How did MS-DOS decide that two seconds was the amount of time to keep the floppy disk cache valid?

Raymond Chen

MS-DOS 2.0 contained a disk read cache, but not a disk write cache. Disk read caches are important because they avoid having to re-read data from the disk. And you can invalidate the read cache when the volume is unmounted.

But wait, you don’t unmount floppy drives. You just take them out.

IBM PC floppy disk drives of this era did not have lockable doors. You could open the drive door and yank the floppy disk at any time. The specification had provisions for reporting whether the floppy drive door was open, but IBM didn’t implement that part of the specification because it saved them a NAND gate. Hardware vendors will do anything to save a penny.

But that read cache is crucial for performance.

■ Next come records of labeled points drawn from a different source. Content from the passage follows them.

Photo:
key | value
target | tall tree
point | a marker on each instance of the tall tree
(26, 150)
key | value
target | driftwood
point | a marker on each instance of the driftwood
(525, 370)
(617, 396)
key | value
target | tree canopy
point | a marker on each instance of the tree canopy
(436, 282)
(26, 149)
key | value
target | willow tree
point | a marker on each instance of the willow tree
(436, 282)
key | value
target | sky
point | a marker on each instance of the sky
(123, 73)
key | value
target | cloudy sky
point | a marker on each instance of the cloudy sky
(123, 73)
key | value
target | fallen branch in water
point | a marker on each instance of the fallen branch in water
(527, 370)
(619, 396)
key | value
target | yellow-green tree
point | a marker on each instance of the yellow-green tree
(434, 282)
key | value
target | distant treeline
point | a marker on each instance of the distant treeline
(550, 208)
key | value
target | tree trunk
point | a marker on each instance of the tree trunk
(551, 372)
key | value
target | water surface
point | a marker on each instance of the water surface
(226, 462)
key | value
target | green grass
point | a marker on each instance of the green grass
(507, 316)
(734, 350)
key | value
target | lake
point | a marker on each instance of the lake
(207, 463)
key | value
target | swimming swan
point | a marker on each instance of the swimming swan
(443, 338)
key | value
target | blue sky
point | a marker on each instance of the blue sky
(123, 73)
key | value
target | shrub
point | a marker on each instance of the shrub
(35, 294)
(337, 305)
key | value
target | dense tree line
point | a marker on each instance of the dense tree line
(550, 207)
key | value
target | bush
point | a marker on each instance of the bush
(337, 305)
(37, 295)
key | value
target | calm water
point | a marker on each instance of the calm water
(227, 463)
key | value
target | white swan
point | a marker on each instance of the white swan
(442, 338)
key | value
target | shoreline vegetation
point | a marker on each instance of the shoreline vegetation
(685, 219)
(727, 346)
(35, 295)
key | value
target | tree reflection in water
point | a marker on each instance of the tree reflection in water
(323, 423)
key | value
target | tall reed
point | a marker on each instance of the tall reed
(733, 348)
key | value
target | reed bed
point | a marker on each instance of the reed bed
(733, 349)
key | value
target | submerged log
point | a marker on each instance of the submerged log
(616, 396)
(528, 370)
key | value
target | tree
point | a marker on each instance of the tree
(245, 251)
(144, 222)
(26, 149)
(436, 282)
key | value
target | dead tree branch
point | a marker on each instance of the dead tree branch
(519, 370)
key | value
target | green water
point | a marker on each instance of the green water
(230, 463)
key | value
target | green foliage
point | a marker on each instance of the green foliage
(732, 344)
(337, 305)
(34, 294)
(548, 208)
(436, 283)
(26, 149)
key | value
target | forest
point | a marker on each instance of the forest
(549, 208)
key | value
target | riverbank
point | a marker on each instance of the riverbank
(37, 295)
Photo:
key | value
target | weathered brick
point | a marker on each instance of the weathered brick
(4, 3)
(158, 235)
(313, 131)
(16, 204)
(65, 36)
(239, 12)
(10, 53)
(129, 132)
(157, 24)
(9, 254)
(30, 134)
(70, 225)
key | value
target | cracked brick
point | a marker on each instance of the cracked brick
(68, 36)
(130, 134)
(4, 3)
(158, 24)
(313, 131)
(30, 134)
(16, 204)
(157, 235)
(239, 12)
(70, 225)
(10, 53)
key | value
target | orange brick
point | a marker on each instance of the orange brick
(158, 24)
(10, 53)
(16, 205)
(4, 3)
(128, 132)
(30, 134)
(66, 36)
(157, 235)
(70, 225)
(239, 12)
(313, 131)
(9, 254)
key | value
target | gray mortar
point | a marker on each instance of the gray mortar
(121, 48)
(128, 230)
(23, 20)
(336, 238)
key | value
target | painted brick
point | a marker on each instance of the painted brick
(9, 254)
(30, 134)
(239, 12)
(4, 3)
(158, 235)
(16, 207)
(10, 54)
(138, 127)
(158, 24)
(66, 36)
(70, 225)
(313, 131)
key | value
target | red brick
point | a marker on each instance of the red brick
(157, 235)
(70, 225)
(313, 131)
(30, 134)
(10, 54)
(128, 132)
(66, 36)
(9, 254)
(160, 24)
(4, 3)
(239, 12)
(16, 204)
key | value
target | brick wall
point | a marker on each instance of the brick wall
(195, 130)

Without it, you have to start from scratch at every I/O operation, re-reading the volume table of contents, finding the directory entries, searching the block allocation tables looking for the next free cluster… And a floppy disk is not exactly the fastest storage medium out there, so all of these operations cost seconds of performance.

To avoid having to abandon the cache entire, the MS-DOS developers did some benchmarking: How fast can a human being swap floppies in an IBM PC floppy drive?

Mark Zbikowski led the MS-DOS 2.0 project, and he sat down with a stopwatch while Aaron Reynolds and Chris Peters tried to swap floppy disks on an IBM PC as fast as they could.

They couldn’t do it under two seconds.

So the MS-DOS cache validity was set to two seconds. If two disk accesses occurred within two seconds of each other, the second one would assume that the cached values were still good.

I don’t know if the modern two-second cache flush policy is a direct descendant of this original office competition, but I like to think there’s some connection.